March 8, 2002
Gaithersburg Holiday Inn
Microbiology Devices Advisory Panel Meeting
March 8, 2002
L. Wilson, M.D., Chair
Health Medical Center
G. Beavis, M.D.
A. Koutsky, Ph.D.
T. Durack, M.D., Ph.D.
Department of Health
Medicine & Dentistry of New Jersey
for Disease Control and Prevention
Unger, Ph.D., M.D.
Disease Control and Prevention
Steven I. Gutman,
of Clinical Laboratory Devices
Office of Device
Thomas E. Simms
Scientist, Virology Branch
Clinical Laboratory Devices
Surveillance and Biometrics
Charles M. Fleischman, President, Digene Corporation,
began his presentation by stating
that the Hybrid Capture 2 device used in conjunction with the Pap smear provides
better clinical medicine than the Pap alone and that the device is better at
detecting disease than the Pap alone. He
emphasized that they are seeking approval for the device used with the Pap smear
for screening women age 30 and older.
Mark Del Vecchio, Director, Regulatory and Clinical Affairs, Digene
Corporation, introduced the
sponsor’s representatives and provided an overview of the major discussion
points. Mr. Del Vecchio described the current approved claims for the device and
the proposed intended use.
F. Xavier Bosch, Chief, Epidemiology and Cancer Registry, Institut
Catala d’Oncologia, Barcelona, Spain, an investigator for Digene Corp.,
reviewed the scientific literature on the associations between various risk
factors and cancer. He stated that
HPV DNA has been found in virtually all cases of cervical cancer; that the
scientific consensus is that HPV is a necessary, but not sufficient, cause of
cervical cancer; that the absence of HPV means lower risk for cervical cancer;
and that the presence of HPV means increased risk.
Walter Kinney, M.D., Division of Gynecologic Oncology, TPMG
Sacramento, a Consultant to Digene
Corp., presented data from an HMO-based study on clinical utility of combining
cervical cytology and HPV testing. He
noted that because invasive cancer is not an option for an endpoint, CIN2+ was
used as the clinically relevant endpoint instead. Patients who tested negative for HPV received reassurance;
those testing positive received guidance on follow-up testing and compliance.

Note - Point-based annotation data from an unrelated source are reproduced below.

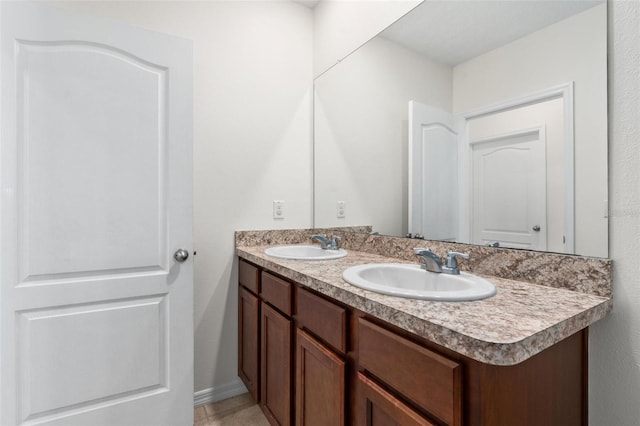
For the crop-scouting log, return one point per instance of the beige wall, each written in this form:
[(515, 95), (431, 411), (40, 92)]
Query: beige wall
[(614, 373), (573, 50), (252, 133)]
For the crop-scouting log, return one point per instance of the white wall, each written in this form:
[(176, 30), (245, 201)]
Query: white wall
[(341, 26), (361, 113), (614, 374), (252, 142), (570, 50)]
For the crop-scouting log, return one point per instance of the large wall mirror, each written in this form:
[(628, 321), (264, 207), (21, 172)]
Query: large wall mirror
[(474, 121)]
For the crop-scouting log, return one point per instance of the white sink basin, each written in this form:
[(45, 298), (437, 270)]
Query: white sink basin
[(304, 253), (410, 281)]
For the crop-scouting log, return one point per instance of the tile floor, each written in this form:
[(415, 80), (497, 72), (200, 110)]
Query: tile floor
[(237, 411)]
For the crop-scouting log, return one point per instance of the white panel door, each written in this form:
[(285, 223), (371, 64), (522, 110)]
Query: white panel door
[(509, 190), (433, 172), (96, 166)]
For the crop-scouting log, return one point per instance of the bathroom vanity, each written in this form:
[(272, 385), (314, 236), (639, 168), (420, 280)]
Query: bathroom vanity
[(316, 350)]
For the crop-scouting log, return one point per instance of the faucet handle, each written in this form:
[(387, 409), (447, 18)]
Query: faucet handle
[(335, 242), (452, 262), (322, 239)]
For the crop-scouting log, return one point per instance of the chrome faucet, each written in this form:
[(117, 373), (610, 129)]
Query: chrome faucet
[(451, 264), (429, 261), (326, 243)]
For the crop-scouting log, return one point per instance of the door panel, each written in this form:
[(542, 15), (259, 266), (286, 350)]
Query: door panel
[(96, 159), (509, 190), (49, 338), (433, 172), (60, 83)]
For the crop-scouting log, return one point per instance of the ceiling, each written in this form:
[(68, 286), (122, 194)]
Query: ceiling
[(454, 31)]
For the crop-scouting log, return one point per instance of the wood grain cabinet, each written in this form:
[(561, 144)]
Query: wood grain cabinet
[(320, 383), (276, 366), (310, 360), (321, 344), (378, 407), (248, 341)]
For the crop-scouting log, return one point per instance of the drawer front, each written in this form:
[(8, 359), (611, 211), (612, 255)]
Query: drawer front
[(276, 292), (423, 376), (249, 276), (377, 407), (326, 320)]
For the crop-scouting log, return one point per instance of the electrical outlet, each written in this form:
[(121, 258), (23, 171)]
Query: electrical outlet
[(278, 209)]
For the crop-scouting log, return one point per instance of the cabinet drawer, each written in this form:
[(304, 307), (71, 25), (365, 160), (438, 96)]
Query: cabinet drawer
[(326, 320), (378, 407), (249, 276), (423, 376), (277, 292)]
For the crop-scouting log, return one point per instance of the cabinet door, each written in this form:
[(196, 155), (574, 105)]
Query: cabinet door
[(320, 384), (377, 407), (276, 366), (248, 341)]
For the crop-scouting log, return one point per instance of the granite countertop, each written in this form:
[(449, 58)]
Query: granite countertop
[(521, 320)]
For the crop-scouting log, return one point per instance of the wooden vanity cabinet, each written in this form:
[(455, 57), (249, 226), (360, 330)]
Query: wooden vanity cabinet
[(249, 328), (310, 359), (378, 407), (422, 376), (265, 339), (321, 344), (276, 351), (249, 342)]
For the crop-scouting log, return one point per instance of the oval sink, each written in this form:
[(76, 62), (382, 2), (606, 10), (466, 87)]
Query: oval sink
[(410, 281), (304, 253)]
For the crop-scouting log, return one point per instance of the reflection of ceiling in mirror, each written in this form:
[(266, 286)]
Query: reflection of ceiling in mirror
[(479, 26)]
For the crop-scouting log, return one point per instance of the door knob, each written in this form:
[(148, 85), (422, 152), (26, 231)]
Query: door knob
[(181, 255)]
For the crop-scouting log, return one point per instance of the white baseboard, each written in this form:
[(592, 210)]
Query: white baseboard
[(218, 393)]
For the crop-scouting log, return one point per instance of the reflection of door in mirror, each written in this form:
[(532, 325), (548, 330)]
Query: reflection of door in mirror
[(517, 186), (433, 172), (508, 191)]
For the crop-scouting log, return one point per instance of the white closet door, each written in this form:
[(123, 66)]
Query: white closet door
[(96, 160)]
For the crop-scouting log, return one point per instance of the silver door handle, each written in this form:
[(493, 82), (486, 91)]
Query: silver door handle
[(181, 255)]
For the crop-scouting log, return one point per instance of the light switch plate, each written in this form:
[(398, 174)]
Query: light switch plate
[(278, 209)]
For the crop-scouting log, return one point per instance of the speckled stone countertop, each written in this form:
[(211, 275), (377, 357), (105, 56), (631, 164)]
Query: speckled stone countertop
[(520, 321)]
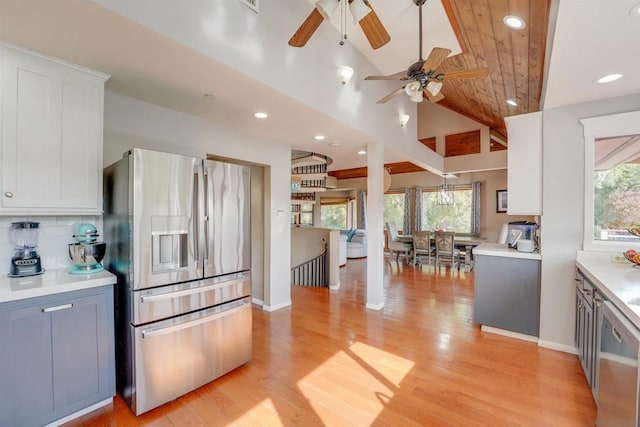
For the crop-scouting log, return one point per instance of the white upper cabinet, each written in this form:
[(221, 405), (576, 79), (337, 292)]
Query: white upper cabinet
[(50, 135), (524, 173)]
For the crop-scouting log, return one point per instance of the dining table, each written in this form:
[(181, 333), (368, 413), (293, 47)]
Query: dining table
[(461, 241)]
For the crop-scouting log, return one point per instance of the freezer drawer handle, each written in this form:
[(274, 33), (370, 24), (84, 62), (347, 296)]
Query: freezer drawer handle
[(616, 334), (150, 333), (172, 295), (57, 308)]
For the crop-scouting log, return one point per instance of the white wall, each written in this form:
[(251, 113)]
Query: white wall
[(436, 121), (563, 211), (131, 123)]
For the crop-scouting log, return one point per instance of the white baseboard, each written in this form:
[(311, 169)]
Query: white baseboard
[(80, 413), (375, 306), (276, 307), (509, 334), (559, 347)]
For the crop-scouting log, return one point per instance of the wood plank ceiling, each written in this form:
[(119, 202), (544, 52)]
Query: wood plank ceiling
[(515, 59)]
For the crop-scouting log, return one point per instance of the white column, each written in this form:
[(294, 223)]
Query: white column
[(375, 254)]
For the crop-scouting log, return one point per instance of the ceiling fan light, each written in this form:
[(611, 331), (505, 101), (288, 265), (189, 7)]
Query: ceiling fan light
[(609, 78), (346, 73), (327, 7), (514, 22), (417, 96), (412, 88), (358, 10), (434, 88)]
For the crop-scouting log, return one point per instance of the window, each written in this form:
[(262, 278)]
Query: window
[(306, 214), (456, 217), (393, 208), (612, 181), (616, 190), (334, 215)]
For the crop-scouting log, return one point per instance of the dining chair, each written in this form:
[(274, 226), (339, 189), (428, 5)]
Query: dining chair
[(422, 246), (446, 250), (395, 245)]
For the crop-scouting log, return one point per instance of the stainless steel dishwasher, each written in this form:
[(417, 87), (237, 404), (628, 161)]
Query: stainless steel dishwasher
[(618, 369)]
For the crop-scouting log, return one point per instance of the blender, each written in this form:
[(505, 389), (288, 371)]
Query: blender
[(25, 261)]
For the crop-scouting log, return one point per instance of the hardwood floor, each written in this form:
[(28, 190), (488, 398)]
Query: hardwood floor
[(421, 361)]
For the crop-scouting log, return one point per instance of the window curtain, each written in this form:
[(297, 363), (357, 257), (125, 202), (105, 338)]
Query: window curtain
[(475, 208), (418, 210), (406, 222), (362, 210)]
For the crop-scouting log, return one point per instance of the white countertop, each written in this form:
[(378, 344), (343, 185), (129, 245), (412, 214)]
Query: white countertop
[(619, 281), (495, 249), (49, 283)]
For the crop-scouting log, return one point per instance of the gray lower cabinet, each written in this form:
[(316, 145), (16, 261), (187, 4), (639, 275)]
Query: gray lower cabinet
[(56, 355), (587, 329), (507, 293)]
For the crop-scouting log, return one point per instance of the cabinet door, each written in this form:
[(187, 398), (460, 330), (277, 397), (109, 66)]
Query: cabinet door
[(56, 356), (82, 352), (26, 368), (51, 137), (524, 161)]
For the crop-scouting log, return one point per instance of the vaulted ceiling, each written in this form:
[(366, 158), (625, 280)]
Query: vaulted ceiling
[(475, 32), (515, 58), (590, 38)]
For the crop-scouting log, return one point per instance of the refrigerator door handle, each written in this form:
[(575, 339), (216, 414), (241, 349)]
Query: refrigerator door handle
[(197, 213), (206, 216), (186, 292), (150, 333)]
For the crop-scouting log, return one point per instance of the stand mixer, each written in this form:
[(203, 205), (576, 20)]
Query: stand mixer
[(24, 237), (86, 253)]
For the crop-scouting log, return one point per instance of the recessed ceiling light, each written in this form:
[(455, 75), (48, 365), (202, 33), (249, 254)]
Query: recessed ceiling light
[(609, 78), (513, 22)]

In his opinion, the study demonstrated that the clinical value of the
test outweighs the perceived negatives of having to educate patients about the
implications of testing positive for HPV. Dr.
Kinney also presented data from other studies, including data from the IARC
study, which pooled data from 10 sites outside the United States.
He concluded by stating that the additional information that high-risk
HPV testing provides is useful to clinicians in many ways and that in settings
in which screening intervals of more than 1 year are recommended, the presence
of high-risk HPV in women age 30 and older helps identify patients who might
benefit from annual Pap smears.
Attila T. Lörincz, Ph.D., Senior Vice President and Chief
Scientific Officer, Digene Corporation discussed the clinical data in support of
the sponsor’s amended PMA. He
described the inclusion criteria for the eight studies selected and stated that
all eight studies were conducted under rigorous protocols.
He described the target condition, which was histologically confirmed
high-grade disease, including cancer. When
data were available; CIN2+ was included in the definition of high-grade disease.
The clinical goal, he stated, is to identify women at increased risk and
to direct appropriate patient management to remove high-grade disease before
cervical cancer develops. Dr. Lörincz
described the specimen-collection devices and provided details on the
Portland/Kaiser study, which he said supports the proposed claim even without
the data from the other studies. He
presented information on HPV detection using cervical lavage methods, the
applicability of the foreign studies to the U.S. population, and other
considerations pointing to the strength of the studies.
Dr. Lörincz then presented comparisons of the sensitivity data from the
eight studies, negative predictive value, and positive predictive value for
CIN2+ and CIN3+ endpoints. After
noting several potential limitations of the studies—namely, issues involving
the collection devices, which are not currently approved for use for HPV—he
stated that in all eight studies, HPV as an adjunct to Pap was a more sensitive
indicator for cervical disease than Pap alone and produced only a minor
reduction in specificity.
Joseph Canner, Biostatistician, Hogan & Hartson LLP,
consultant for Digene Corp.,
presented Digene’s statistical analysis plan, which was developed prior to
data analysis. Because each study was conducted independently under a different
protocol, the decision was made to analyze the studies separately.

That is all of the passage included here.